Access to orders, coupons or products is set by the corresponding post type table and access to reports is set with a WooCommerce capability. In any case, a role must have manage_woocommerce capability, in order to be able to access WooCommerce administration pages.
You can use the following table as a starting point for useful roles in advanced WooCommerce sites. Of course, this is only our suggestion. You should enable the specific capabilities that you need for different roles in your own sites.

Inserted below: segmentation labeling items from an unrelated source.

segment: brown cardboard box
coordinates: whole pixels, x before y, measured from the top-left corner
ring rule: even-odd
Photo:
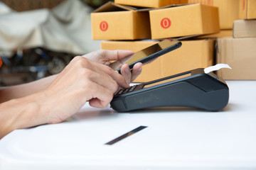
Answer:
[[[108,2],[91,13],[93,40],[151,38],[148,11]]]
[[[218,8],[200,4],[149,11],[151,38],[159,39],[220,31]]]
[[[184,40],[182,46],[143,66],[142,73],[134,82],[146,82],[196,68],[213,64],[215,39]],[[158,41],[103,41],[102,49],[137,52]]]
[[[114,0],[117,4],[149,8],[160,8],[171,4],[187,4],[188,0]]]
[[[202,36],[198,37],[198,38],[224,38],[224,37],[232,37],[233,36],[233,30],[220,30],[218,33],[204,35]]]
[[[201,3],[218,7],[220,29],[232,29],[233,21],[239,19],[239,0],[188,0],[188,3]]]
[[[235,21],[233,31],[233,38],[256,37],[256,20]]]
[[[218,75],[227,80],[256,80],[256,38],[225,38],[217,42],[217,62],[232,68],[218,71]]]
[[[256,19],[256,0],[240,0],[239,18]]]

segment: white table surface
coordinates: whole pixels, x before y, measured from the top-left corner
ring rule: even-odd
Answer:
[[[70,121],[15,130],[0,140],[0,169],[256,169],[256,81],[227,84],[219,112],[85,105]]]

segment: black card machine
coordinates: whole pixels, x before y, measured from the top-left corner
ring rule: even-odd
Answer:
[[[166,106],[218,111],[228,99],[229,89],[221,77],[196,69],[121,89],[114,94],[110,105],[119,112]]]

|Accountant||Service representative||Content author|
|Purpose 1||An accountant should be able to produce reports and view individual orders. No edit privileges are granted for products, coupons or promotions.||A service representative can see individual orders, but doesn’t have access to reports. No access to product editing.||A content author can edit products, as well as standard WordPress content. No access to sales information. A user level of 7 grants editing capabilities to WordPress content, without administration privileges.|
|Add copy privileges from 2||0||0||7|
|Orders post type table settings||Read, Edit any, Delete any, Publish||Read, Edit any, Delete any, Publish||Read, Edit any, Delete any, Publish|
|Coupons post type table settings||None||None||Read, Edit any, Delete any, Publish|
|Products post type table settings||None||None||Read, Edit any, Delete any, Publish|
1 We defined the purpose of these roles based on our experience running an online business. Your needs might be different, so you may need to create different roles with different capabilities. Access plugin lets you define any role that you choose and grant the capabilities that you need.
2 Copying the privileges from an existing role automatically sets the built-in WordPress capabilities, to match those of the closest built-in role. You can achieve the same capabilities by not copying privileges from any role and manually granting individual capabilities.